Les enfants hissés sur leurs chevaux de bois tournent et tournent encore avec bonheur sur le manège. L’instant où il faudra descendre de leurs montures qui se sont immobilisées survient toujours trop vite et leurs yeux se font implorants pour obtenir de leurs parents un tour supplémentaire. Bientôt, ces enfants devenus grands découvriront le carrousel des adultes. Mais n’est-il pas injurieux de rapprocher l’une de l’autre la ronde magique des canassons de foire avec cette danse enivrante des affaires à laquelle se livrent passionnément les adultes pendant trois ou quatre décades de leur vie ? Il est vrai qu’à la première, on donne le nom de jeu tandis qu’on parle de travail pour désigner la seconde ! Quoiqu’il en soit de cette distinction dont nous ne nions pas la valeur, voyez comme les hommes aux cheveux grisonnants peinent, comme lorsqu’ils étaient enfants, à descendre de leurs destriers honorifiques et ne quittent le plus souvent qu’à regret leurs activités trépidantes. Qu’il leur est difficile de laisser leur place… On dirait que la vie n’est plus rien pour eux, maintenant qu’ils sont descendus du manège des grandes personnes.

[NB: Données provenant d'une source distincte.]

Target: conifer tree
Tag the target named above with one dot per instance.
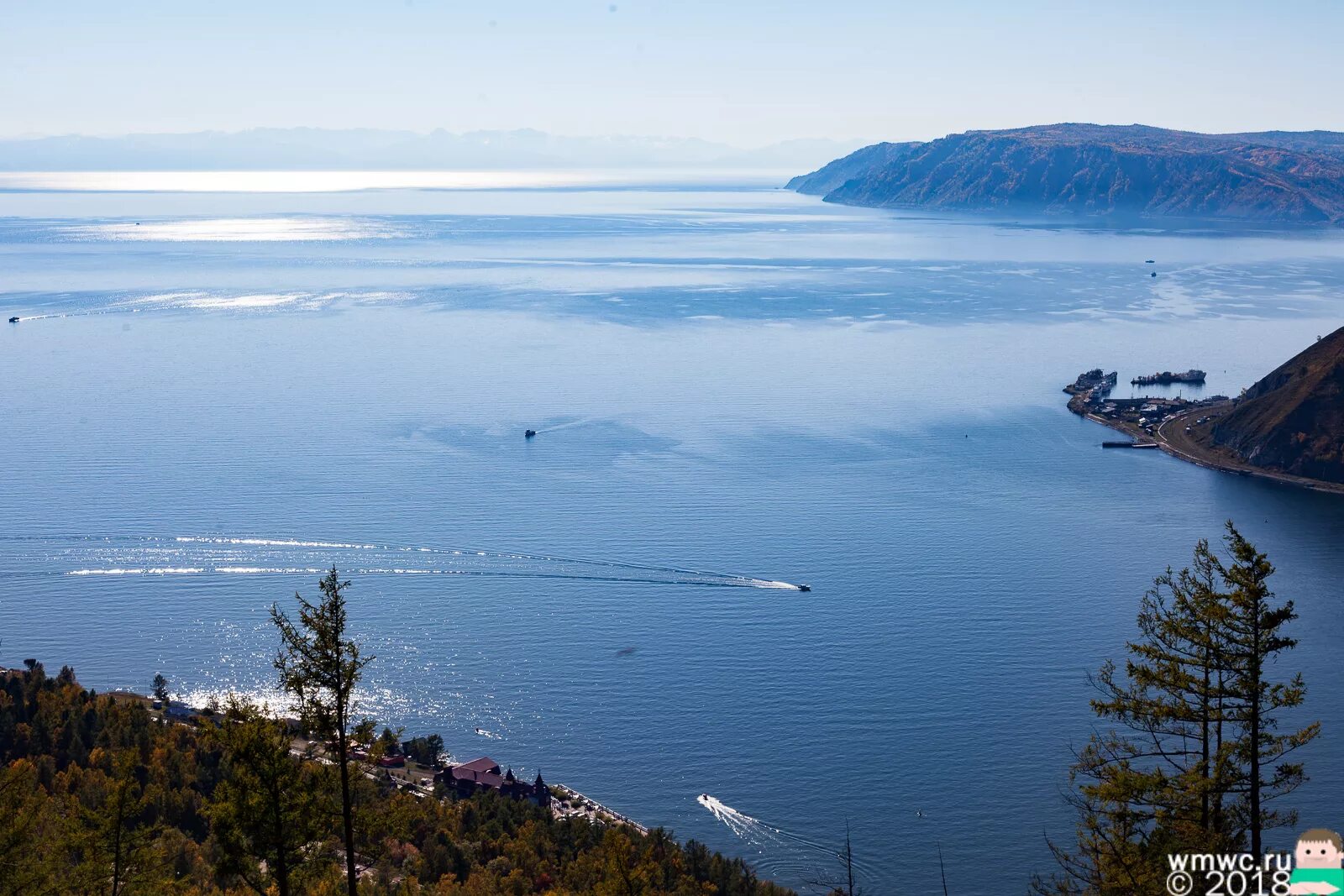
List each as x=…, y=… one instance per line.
x=320, y=667
x=266, y=809
x=1193, y=752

Nous laissons à d’autres le soin de consoler les jeunes retraités encore vigoureux en déployant l’éventail, d’ailleurs attractif, des mille et une manières de s’occuper utilement à l’âge de soixante-cinq ans et nous applaudissons aux services signalés que leur générosité sait rendre aux causes qui nous sont les plus chères et les plus sacrées. Comme ils ont raison de fuir une ruineuse oisiveté et de proposer leurs compétences et leurs talents pour aider les générations qui les suivent ! Si je puis cependant leur donner un conseil, ce sera celui de ne pas chercher à enfourcher les haridelles des manèges du troisième âge. On attend justement de leur sagesse, au bel automne de leur existence, qu’ils cessent de tournoyer comme des feuilles mortes et de plastronner encore jusqu’au moment où ils tomberont de leur selle…

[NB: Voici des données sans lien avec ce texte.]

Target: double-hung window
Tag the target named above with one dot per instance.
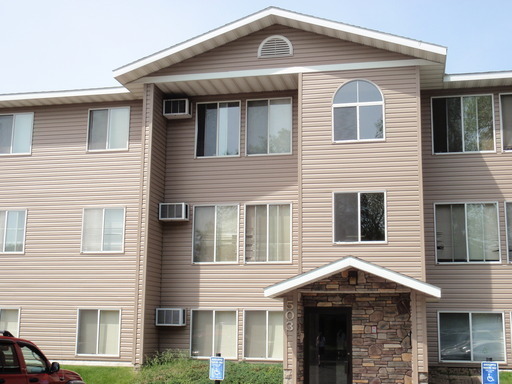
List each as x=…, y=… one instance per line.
x=109, y=129
x=467, y=232
x=9, y=320
x=463, y=124
x=98, y=332
x=216, y=233
x=263, y=335
x=359, y=217
x=12, y=231
x=218, y=129
x=269, y=126
x=16, y=133
x=267, y=233
x=358, y=112
x=214, y=332
x=103, y=230
x=471, y=336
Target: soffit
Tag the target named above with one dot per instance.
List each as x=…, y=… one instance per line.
x=343, y=264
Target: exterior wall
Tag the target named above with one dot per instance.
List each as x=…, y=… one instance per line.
x=309, y=49
x=215, y=180
x=381, y=357
x=466, y=177
x=392, y=165
x=53, y=279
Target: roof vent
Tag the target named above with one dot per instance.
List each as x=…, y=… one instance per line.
x=275, y=46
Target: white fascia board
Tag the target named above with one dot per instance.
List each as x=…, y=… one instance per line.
x=64, y=94
x=346, y=263
x=281, y=71
x=478, y=76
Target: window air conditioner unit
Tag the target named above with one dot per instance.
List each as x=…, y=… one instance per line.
x=170, y=317
x=173, y=211
x=177, y=108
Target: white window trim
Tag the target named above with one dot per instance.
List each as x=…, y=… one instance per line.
x=268, y=143
x=357, y=105
x=289, y=261
x=267, y=311
x=2, y=252
x=470, y=336
x=503, y=150
x=108, y=129
x=102, y=230
x=465, y=203
x=97, y=330
x=12, y=137
x=217, y=144
x=192, y=310
x=462, y=121
x=215, y=237
x=19, y=317
x=333, y=215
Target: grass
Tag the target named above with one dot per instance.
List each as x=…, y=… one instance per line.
x=175, y=367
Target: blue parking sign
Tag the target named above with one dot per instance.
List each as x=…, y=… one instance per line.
x=490, y=373
x=217, y=368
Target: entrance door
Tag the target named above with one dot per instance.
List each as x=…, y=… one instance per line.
x=327, y=346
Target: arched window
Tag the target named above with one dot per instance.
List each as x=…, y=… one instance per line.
x=358, y=112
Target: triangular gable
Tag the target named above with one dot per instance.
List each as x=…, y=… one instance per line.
x=346, y=263
x=268, y=17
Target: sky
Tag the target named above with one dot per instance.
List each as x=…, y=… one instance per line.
x=53, y=45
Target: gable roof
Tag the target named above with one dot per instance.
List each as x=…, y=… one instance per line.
x=270, y=16
x=346, y=263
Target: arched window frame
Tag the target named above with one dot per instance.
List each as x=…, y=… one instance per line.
x=359, y=105
x=278, y=37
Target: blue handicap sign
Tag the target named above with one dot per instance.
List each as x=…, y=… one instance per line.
x=490, y=373
x=217, y=368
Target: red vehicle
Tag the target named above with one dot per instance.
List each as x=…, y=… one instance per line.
x=21, y=362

Nos seniors, nos vétérans, nos anciens, nous aimons qu’ils nous enseignent, à l’âge qui est le leur, que la prière et la contemplation sont bien plus que le travail et qu’ils l’ont suffisamment compris pour ne pas céder à la fatale griserie que serait leur empressement à fabriquer des manèges de retraités. Si nous leur exprimons toute notre gratitude pour la disponibilité qu’ils montrent pour accomplir de bonnes œuvres, nous avons encore davantage besoin de voir leurs yeux se tourner courageusement vers leur éternité. Finalement, qu’ils nous montrent cet équilibre chrétien de l’existence où le travail maîtrisé ne constitue plus un obstacle à l’union de l’âme à Dieu, où la prière occupe la place privilégiée qu’elle aurait dû toujours avoir. S’ils nous donnent cet exemple, comme ils nous aideront nous-mêmes à nous rappeler que le travail n’est certes pas le tout d’une existence humaine !
Affirmons donc l’âge de la retraite comme devant être tout spécialement le trait d’union entre la vie laborieuse de la terre et la vie contemplative du Ciel. Personne ne travaille au Paradis car la vision béatifique n’est pas un travail. Si tous, nous devons anticiper la vie du Ciel par le développement, tout au long de notre vie, de nos efforts généreux à connaître et à aimer Dieu, l’âge de la retraite doit nous stimuler pour adopter l’allure très vive de ceux qui sont conduits par l’amour et qui ne veulent pas manquer le plus grand rendez-vous de leur existence. Ce n’est en effet ni sur la quantité ni sur la qualité ni sur le prestige de nos travaux que nous serons jugés mais uniquement, exclusivement sur l’amour de charité avec lesquels nous les aurons menés.